Bench Command
Run performance benchmarks for a Homeboy component and surface regression deltas against a stored baseline.
Synopsis
homeboy bench <component> [options] [-- <runner-args>]
homeboy bench list <component> [options] [-- <runner-args>]Description
The bench command invokes the extension’s bench runner, which measures
one or more scenarios over N iterations and emits a structured JSON
results file. Homeboy parses the results, compares declared numeric
metrics against a saved baseline, and returns a structured report plus
an exit code suitable for CI gates.
bench is a sibling of test, lint, and build under homeboy’s
extension capability model. The runner contract, manifest shape, and
baseline primitive (homeboy.json → baselines.bench) are shared with
the other capabilities.
Arguments
<component>: Component to benchmark. Auto-detected from the current working directory if omitted. The component must have a linked extension that declares abenchcapability.
Options
--iterations <N>: Iterations per scenario (default10). Forwarded to the runner via$HOMEBOY_BENCH_ITERATIONS. Extensions may clamp.--baseline: Save the current run as the new baseline underhomeboy.json→baselines.bench.--ignore-baseline: Run without comparing to any saved baseline.--ratchet: When scenarios improve, auto-update the saved baseline so the improvement "sticks". Ignored when the run regresses.--regression-threshold <PERCENT>: Legacy p95 regression tolerance (default5.0) used when the runner does not declaremetric_policies. A p95 scenario regresses when its currentp95_msexceedsbaseline.p95_ms * (1 + threshold/100).--shared-state <DIR>: Directory shared across iterations and concurrent runner instances. Forwarded to workloads via$HOMEBOY_BENCH_SHARED_STATE.--concurrency <N>: Number of parallel bench runner instances to spawn (default1). Values greater than1require--shared-state.--setting <key=value>: Override component settings (may be repeated).--setting-json <key=json>: Override component settings with typed JSON values for arrays, objects, numbers, booleans, or null.--path <PATH>: Override the component’slocal_pathfor this run.--json-summary: Include a compact machine-readable summary in the JSON output envelope (for CI wrappers).--rig <RIG_ID[,RIG_ID...]>: Pin the run to one or more rigs. Single rig pins the rig and stores its baseline under a rig-scoped key. If that rig declaresbench.components, the command fans out across those components under one rig-state snapshot. Multiple rigs (comma-separated) run the same component + workload + iteration count against each rig in sequence and emit a cross-rig comparison envelope. See "Cross-rig comparison" below.--scenario <SCENARIO_ID>: Run or list only the exact scenario id. May be repeated. Homeboy validates selected ids against discovery before execution and forwards the comma-separated selector to runners via$HOMEBOY_BENCH_SCENARIOS.--ignore-default-baseline: Skip automatic single-rig expansion when the rig declaresbench.default_baseline_rig.

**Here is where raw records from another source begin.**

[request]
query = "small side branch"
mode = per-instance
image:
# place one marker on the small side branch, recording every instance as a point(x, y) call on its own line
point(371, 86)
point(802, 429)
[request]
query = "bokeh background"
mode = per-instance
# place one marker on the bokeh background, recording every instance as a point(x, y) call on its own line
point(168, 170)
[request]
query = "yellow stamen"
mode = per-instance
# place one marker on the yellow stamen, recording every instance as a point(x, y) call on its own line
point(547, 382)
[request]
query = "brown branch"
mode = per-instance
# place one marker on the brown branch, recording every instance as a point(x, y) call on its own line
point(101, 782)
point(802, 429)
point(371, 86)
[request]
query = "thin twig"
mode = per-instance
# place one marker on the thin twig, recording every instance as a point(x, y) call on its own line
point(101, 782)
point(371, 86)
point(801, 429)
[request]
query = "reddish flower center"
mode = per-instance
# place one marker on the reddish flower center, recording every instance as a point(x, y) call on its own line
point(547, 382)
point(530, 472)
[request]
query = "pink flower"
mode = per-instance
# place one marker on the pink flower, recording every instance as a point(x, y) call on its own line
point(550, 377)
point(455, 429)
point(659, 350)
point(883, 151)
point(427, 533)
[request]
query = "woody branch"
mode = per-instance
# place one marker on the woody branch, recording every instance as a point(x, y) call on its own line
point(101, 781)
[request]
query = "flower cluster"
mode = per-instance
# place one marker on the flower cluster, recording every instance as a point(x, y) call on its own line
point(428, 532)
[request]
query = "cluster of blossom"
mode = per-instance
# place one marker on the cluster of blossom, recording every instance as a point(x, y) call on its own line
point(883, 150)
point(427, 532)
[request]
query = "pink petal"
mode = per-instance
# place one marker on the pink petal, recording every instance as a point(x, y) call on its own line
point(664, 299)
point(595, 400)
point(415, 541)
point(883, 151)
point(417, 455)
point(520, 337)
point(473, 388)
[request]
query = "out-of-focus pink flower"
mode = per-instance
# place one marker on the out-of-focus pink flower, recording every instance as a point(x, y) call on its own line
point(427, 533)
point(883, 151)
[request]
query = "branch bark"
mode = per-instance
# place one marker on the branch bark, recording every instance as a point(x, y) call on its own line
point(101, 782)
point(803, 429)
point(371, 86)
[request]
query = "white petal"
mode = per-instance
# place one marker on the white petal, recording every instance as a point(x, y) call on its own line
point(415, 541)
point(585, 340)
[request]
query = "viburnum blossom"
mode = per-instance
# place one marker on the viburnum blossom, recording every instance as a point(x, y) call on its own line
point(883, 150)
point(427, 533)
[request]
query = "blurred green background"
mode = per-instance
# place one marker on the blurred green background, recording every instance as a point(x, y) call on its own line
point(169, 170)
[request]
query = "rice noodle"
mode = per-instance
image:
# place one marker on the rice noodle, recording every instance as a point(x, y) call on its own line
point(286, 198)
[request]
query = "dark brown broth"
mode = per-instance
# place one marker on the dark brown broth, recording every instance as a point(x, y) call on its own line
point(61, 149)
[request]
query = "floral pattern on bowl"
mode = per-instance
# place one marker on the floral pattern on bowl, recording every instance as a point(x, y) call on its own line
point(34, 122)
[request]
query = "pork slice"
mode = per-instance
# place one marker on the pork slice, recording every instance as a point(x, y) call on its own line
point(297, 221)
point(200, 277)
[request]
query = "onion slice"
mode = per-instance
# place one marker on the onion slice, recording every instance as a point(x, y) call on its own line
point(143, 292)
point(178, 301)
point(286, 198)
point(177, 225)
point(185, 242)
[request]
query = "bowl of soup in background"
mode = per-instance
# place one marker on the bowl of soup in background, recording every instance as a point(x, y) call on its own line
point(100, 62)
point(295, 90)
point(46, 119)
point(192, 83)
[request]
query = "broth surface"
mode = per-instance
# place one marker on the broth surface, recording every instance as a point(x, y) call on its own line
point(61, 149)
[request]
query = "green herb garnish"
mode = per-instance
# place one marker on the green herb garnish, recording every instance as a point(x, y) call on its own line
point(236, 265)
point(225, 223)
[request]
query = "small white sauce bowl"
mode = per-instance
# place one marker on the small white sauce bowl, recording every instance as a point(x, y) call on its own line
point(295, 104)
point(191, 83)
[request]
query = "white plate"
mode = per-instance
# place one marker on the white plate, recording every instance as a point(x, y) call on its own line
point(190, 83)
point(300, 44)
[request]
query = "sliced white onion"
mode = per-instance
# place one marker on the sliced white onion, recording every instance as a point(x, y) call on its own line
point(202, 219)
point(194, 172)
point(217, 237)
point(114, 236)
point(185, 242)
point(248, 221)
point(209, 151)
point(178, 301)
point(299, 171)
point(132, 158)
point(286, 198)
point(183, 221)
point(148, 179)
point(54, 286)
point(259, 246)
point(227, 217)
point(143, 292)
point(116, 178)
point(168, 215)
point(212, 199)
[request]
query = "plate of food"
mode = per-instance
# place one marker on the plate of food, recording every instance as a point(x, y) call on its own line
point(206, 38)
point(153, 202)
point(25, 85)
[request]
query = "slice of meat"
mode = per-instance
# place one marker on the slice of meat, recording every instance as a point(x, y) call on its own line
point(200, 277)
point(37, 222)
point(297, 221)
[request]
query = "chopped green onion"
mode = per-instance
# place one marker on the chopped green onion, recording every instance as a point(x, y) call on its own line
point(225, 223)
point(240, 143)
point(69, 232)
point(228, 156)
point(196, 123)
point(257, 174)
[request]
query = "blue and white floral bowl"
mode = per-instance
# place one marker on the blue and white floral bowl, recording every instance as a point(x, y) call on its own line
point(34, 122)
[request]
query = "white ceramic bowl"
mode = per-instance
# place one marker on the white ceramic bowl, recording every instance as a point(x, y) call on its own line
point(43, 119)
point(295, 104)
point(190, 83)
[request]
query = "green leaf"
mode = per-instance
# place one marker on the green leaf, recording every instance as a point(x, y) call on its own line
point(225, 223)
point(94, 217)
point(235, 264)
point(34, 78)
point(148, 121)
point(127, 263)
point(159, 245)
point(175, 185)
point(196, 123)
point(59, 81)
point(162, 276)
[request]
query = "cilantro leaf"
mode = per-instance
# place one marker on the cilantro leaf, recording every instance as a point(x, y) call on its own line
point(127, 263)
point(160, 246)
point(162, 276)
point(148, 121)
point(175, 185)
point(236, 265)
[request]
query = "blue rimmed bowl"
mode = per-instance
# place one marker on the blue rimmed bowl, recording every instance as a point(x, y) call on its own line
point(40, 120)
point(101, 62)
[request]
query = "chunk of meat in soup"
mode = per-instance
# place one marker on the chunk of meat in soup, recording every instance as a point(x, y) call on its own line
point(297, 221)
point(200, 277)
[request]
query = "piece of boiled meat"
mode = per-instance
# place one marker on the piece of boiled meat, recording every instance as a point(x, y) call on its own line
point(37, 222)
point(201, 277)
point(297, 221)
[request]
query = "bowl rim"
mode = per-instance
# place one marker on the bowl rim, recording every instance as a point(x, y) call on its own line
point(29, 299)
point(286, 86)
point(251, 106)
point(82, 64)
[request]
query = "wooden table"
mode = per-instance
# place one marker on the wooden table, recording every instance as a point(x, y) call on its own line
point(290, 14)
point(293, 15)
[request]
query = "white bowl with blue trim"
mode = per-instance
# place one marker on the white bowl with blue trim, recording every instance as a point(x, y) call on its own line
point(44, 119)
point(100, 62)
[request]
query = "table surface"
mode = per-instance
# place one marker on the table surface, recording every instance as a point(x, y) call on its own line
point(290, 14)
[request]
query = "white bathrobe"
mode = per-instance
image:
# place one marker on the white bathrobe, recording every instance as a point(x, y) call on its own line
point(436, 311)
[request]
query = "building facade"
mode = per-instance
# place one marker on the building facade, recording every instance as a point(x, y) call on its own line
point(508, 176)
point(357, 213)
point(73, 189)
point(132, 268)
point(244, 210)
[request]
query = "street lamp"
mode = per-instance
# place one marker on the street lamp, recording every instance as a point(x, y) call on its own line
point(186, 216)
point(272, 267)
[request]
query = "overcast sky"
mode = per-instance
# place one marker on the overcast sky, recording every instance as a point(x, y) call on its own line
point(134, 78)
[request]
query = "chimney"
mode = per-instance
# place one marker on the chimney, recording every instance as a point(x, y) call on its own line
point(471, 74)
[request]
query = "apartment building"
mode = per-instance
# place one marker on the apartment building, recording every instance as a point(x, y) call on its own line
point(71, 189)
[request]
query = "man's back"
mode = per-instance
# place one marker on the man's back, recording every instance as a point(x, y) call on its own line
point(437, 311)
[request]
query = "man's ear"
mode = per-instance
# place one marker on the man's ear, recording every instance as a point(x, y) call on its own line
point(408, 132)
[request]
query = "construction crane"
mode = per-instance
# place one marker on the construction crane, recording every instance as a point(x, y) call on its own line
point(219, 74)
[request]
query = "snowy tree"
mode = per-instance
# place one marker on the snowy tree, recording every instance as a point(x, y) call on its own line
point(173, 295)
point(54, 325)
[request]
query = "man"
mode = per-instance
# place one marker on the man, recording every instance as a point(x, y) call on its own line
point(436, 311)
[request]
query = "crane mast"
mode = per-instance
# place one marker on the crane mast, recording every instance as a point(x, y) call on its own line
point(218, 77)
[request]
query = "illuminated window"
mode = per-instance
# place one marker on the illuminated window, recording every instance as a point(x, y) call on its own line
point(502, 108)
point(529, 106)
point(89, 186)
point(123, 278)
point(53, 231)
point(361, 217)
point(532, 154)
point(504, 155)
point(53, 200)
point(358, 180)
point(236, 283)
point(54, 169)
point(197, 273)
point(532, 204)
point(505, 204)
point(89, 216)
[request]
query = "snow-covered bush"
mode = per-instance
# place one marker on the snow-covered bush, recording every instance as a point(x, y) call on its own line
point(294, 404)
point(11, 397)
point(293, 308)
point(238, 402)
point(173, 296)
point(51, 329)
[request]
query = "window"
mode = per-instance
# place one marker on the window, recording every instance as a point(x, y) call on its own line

Arguments after -- are passed verbatim to the extension’s bench runner
script.
Scenario Discovery
homeboy bench list <component> asks the extension runner for its scenario
inventory without executing any workload code. The runner receives
$HOMEBOY_BENCH_LIST_ONLY=1 and writes the normal BenchResults envelope
with iterations: 0, empty per-scenario metrics, and optional discovery
metadata such as file, source, default_iterations, and tags.
This is the safe first step for agent-driven or CI-driven perf work: inspect what can be measured before deciding which full bench run is worth paying for.
Semantic Gates
Bench runners can attach scenario-level correctness gates to non-timing metrics. Gates are evaluated after metrics are parsed and aggregated. Any failed gate marks the scenario and run failed, even when timing metrics improve, and the failure details are emitted before baseline comparison data in the JSON output.
Supported operators are eq, gte, and lte:
{
"id": "studio-agent-loop",
"iterations": 10,
"metrics": {
"p95_ms": 1200.0,
"assistant_message_count": 1,
"identifies_studio_rate": 1.0
},
"gates": [
{ "metric": "assistant_message_count", "op": "gte", "value": 1 },
{ "metric": "identifies_studio_rate", "op": "eq", "value": 1.0 }
]
}Failed gates add gate_results, set the scenario’s passed field to
false, and add top-level gate_failures to the bench output.
Examples
# Benchmark a component with defaults (10 iterations, 5% regression threshold)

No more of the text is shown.